CollectionService (user disconnected)

Triggered when the last browser tab closes and WhatsApp is in ready state. Processes every contact that hasn’t been collected yet:

  1. Resolve contact info from WhatsApp fiber data
  2. Cache avatar image
  3. Open chat via searchAndOpenChat(phone) — types phone in WhatsApp search box, presses Enter
  4. Verify correct chat opened (message data-id attributes contain the chat’s waId)
  5. Deep-load and archive all messages
  6. Download media files
  7. Insert boundary marker (“No earlier messages available”)
  8. Mark collection_completed = true

Empty chat handling: If openChatId doesn’t contain @, it’s a header label (e.g., “Business Account”) — treated as empty chat, boundary marker inserted, marked complete.

Pace: 3 seconds between contacts. Full collection of ~340 contacts takes ~3 hours.

Abort conditions: User reconnects, WhatsApp disconnects, Chrome crashes.
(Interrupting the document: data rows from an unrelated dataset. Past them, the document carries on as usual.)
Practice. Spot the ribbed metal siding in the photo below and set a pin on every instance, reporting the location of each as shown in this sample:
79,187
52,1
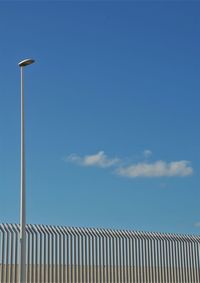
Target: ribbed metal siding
63,254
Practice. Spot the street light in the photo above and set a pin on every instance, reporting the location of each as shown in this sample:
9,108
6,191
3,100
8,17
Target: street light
22,274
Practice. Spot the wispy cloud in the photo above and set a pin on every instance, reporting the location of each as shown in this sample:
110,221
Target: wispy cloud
141,169
157,169
99,159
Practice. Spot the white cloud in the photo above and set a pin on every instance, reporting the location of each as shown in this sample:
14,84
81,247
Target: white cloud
142,169
157,169
99,159
147,153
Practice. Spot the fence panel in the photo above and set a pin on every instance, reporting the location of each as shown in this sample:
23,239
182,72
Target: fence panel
80,255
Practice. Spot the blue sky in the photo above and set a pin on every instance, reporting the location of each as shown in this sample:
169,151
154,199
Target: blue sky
112,113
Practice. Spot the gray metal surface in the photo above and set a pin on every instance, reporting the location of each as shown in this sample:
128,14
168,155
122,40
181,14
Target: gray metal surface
80,255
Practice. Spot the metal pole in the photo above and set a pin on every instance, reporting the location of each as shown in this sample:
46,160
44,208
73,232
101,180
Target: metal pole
23,192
FillService (user present, idle)

Runs same pipeline as CollectionService but only when user has been idle for 15+ seconds. Pauses immediately when user activity is detected.

On-Demand Loading

When user clicks a contact with no cached messages, messageController loads messages from the DOM on the fly.

Key Files

File Purpose
backend/src/services/CollectionService.ts Main collection loop, runs when user disconnects
backend/src/services/FillService.ts Idle-based collection when user is present
backend/src/services/DataCollectionSteps.ts Shared per-contact functions (resolve, avatar, archive, media)
backend/src/services/DOMReader.ts searchAndOpenChat(), scrapeAllContacts(), getRenderedMessages()
gateway/src/monitor.ts checkCollectionOpportunities() — triggers collection on disconnected slices
database/migrations/021-collection-status.sql Schema additions for collection tracking

Database Columns

connection_state:

  • collection_statusidle | collecting | filling | upkeep
  • collection_progress — JSONB with { total, completed, current, percent }
  • collection_completed_at — timestamp when all contacts processed

contacts:

  • collection_completed — boolean, true when fully archived
  • messages_archived_count — number of messages saved
  • last_collected_at — timestamp of last collection run

gateway.slices:

  • collection_status — mirrors the slice’s collection state

Boundary Markers

Every collected contact gets a boundary marker message:

  • wa_id: boundary_no_earlier_{chatId}
  • message_type: boundary
  • from_wa_id: system
  • body: “No earlier messages available on the WhatsApp Web app…”
  • timestamp: epoch 1 (sorts to beginning of chat)

Smart Scrape Gating

The full sidebar scrape (scrapeAllContacts()) only runs if:

  • Contacts table is empty, OR
  • last_connected_at is more than 10 minutes ago, OR
  • last_connected_at is null

Quick restarts within 10 minutes skip the 90-second sidebar scroll.